The reasons for Welty's popularity with THE NEW YORKER editorial board are much in evidence: the story is told subtly and in small pieces, and accrues a remarkable level of hospital and genteel smalltown detail as it proceeds. Its measured rhythms are the best thing this novel has going for it. Unfortunately, it seems to proceed too much along the lines of a contest between discreet Southern gentility and refinement (embodied in the quiet and grieiving Laurel) and no-'count Southern lower-class vulgarity (championed by Fay and her obnoxious Texas relatives). Although Laurel comes to realize why her father's late-life optimism explains why he married Fay, Welty doesn't really allow Fay any sort of appeal to the reader at all, and so you finish the novel thinking how much *nicer* everything would have been had the judge never married her. (At least Tennessee Williams allowed Stanley Kowalski animal magnetism.) The novel seems too much on the side of delicacy , especially given that Welty's own fine feelings are so manifest in her method of telling of the story--though paradoxically some overobvious symbols (a carved boat, a breadboard, the judge's degenerating eye) weigh things down a bit much. The work is most interesting at the end, when Laurel must confront some truths about her real mother's final illness which complicate the overly schematic family alignments in some welcome ways.

Rating: 3 stars
Summary: Trapped by Memories of the Past
Review: Welty's Pulitzer winning novel, set in the South of 30 years ago, examines the physical mechanics of the funeral process, while placing the human heart under the microscope of social and filial stress. Laurel--a war widow deprived of the experiences and joys of normal married life, rushes back to Missisippi from her Chicago job and lifestyle. This devoted only child insists on her place at her father's bedside, as he undergoes eye surgery--a convenient medical smokescreen for the unmentionable killer: Cancer. How can a confirmed Optimist handle this grim reality?

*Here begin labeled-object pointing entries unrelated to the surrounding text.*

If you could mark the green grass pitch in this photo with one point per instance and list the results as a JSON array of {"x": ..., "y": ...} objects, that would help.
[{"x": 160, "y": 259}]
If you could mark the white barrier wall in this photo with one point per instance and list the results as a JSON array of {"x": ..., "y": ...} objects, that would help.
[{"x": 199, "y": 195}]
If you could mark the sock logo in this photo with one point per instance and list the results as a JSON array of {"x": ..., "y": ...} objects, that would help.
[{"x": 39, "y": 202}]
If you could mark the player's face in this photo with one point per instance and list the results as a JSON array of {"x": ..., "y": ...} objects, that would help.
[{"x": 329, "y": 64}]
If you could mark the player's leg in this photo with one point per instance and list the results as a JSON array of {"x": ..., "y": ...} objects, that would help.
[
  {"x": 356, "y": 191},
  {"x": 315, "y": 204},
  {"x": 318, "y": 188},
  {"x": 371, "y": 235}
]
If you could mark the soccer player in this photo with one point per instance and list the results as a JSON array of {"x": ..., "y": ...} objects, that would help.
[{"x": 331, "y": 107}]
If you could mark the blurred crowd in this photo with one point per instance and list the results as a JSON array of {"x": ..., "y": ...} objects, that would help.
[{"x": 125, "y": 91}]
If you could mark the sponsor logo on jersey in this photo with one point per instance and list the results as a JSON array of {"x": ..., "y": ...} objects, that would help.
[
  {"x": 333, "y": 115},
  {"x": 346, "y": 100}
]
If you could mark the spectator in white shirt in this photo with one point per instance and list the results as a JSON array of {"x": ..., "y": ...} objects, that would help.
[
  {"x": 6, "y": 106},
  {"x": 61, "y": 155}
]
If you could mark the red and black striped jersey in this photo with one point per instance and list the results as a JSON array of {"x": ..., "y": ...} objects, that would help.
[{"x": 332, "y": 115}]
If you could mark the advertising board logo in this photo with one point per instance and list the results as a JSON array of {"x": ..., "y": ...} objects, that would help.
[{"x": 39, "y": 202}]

The storyline develops in the aftermath of his inevitable death, but the battle lines are drawn even before he quietly expires: between Laurel--the daughter of beloved Judge Clint McKelva and his adored wife, Becky--and Fay, the utterly selfish and emotionally crude second wife/young step-mother. Is it seemly to be disputing arrangements before the man is even enterred?

What had the judge been thinking--to desecrate his wife's memory by bringing that crass Texas woman into the big house where Miss Becky was enshrined in neighborhood memory? Laurel suffers deep emotional trials as she tries to maintain her dignity at the Viewing--held in the Judge's study--then during funeral and graveside solemnities. But conditions deteriorate, as bruised egos and grieving hearts are bared in a shocking public display. The interlopers have no sense of decency or compassion for the sincere mourners who rally around their native daughter.

There is brief respite for Laurel when Fay suddenly departs with her hick kin; yet being alone with kind neighbors and loving bridesmaids does not really help her penetrate the veneer of faith in her childhood memories. How can Laurel rewrite the Past so as to validate her own bleak future? Like the bird trapped inside the house, will she be able to break out on her own, to accept her parent's foibles along with their love, while honoring their role in her life? This is more of a psychological piece, with admittedly little plot, but quiet insight into the tapestry of myths and lies which we accept as our heritage.